One of at least three key investigations into the devastating fire on the amphibious assault ship Bonhomme Richard is complete, the Navy said in a statement Monday, exactly one year after the blaze broke out at the ship’s berth at Naval Base San Diego.
In an emailed statement, a Navy spokesperson at the Pentagon said the command investigation is finished and under review by Navy leaders. Command investigations are administrative and often take a wide view of the circumstances surrounding military mishaps. They include timelines of events as they unfolded and seek to identify systemic issues in the Navy.
“The command investigation into the facts and circumstances surrounding the fire aboard the former USS Bonhomme Richard July 12, 2020, is complete,” said Lt. Andrew DeGarmo, a Navy spokesperson. “The command investigation is under review and is expected to be completed later this summer.”
A Navy criminal investigation into the cause of the blaze by the Naval Criminal Investigative Service is ongoing, DeGarmo said. In August, a Defense official told the Associated Press arson was suspected in the fire.
A safety investigation was also launched into the fire.
Although Navy officials have repeatedly declined to comment on the criminal investigation, the Union-Tribune has learned that one junior sailor was placed in pretrial confinement at the Marine Corps Station Miramar Brig late last year in connection with the blaze.
In August, Navy investigators searched the sailor’s home and property as part of an arson investigation, 10 News reported at the time.
Sources familiar with the case said the sailor, who was 19 years old at the time, was briefly held in a military brig and released in November. That same month, a Navy officer discussed evidence preservation on the ship in an email to the San Diego Fire-Rescue Department, Navy Times reported last week.
The Union-Tribune is not naming the sailor because he has not been charged with a crime.
Gary Barthel, a military lawyer based in Carlsbad who represents the sailor, said in an interview Monday that the sailor was only briefly confined and has since resumed his military duties in San Diego.
“He was initially placed in pretrial (confinement) and released,” Barthel said. “He has not been charged with any offense and is going about his Navy duty. Whatever their rationale was back then, he’s since been released and has no restrictions on him whatsoever.”

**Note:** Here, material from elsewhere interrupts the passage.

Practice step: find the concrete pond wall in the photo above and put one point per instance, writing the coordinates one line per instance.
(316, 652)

Navy officials declined to comment on the sailor.
The fire aboard the Bonhomme Richard — a 22-year-old, 40,000-ton amphibious assault ship used to land Marines and fly attack aircraft — burned for four and a half days. The ship represents one of the largest peacetime losses ever by the Navy.
At the time of the blaze, the 844-foot Bonhomme Richard was near the end of a two-year, $250 million upgrade to accommodate the F-35B fighter.
Defense officials have been eyeing the mini-aircraft carriers as a way to keep the newest-generation of fighters continually available in the Pacific, as the U.S. counters strategic threats from China.
The blaze began around 8:30 a.m. on July 12. The fire is believed to have begun in the ship’s lower vehicle-storage area, which is directly below a large well deck. Once the fire reached the cavernous, oxygen-rich well deck, it spread rapidly, eventually consuming every interior space on board above the waterline.
A dense plum of acrid black smoke billowed out of the upper decks of the warship for two days, choking nearby neighborhoods. Fire crews from other Navy ships, Navy helicopters and federal firefighters battled the blaze from the land, air and sea, drenching the steel hull of the vessel to cool the interior enough for crews to access the fire.
Damage to the ship was catastrophic — peak temperatures on board during the fire topped 1,200 degrees F, making it all but impossible for those crews to access burning spaces to extinguish the flames. At that temperature, water from fire hoses immediately turned to steam, one Navy leader said at the time.
In November, the Navy announced that although the ship was repairable, the costs were too high and it would instead be scrapped. The ship was decommissioned and towed out of San Diego in April to its final home at a Brownsville, Texas, scrap yard.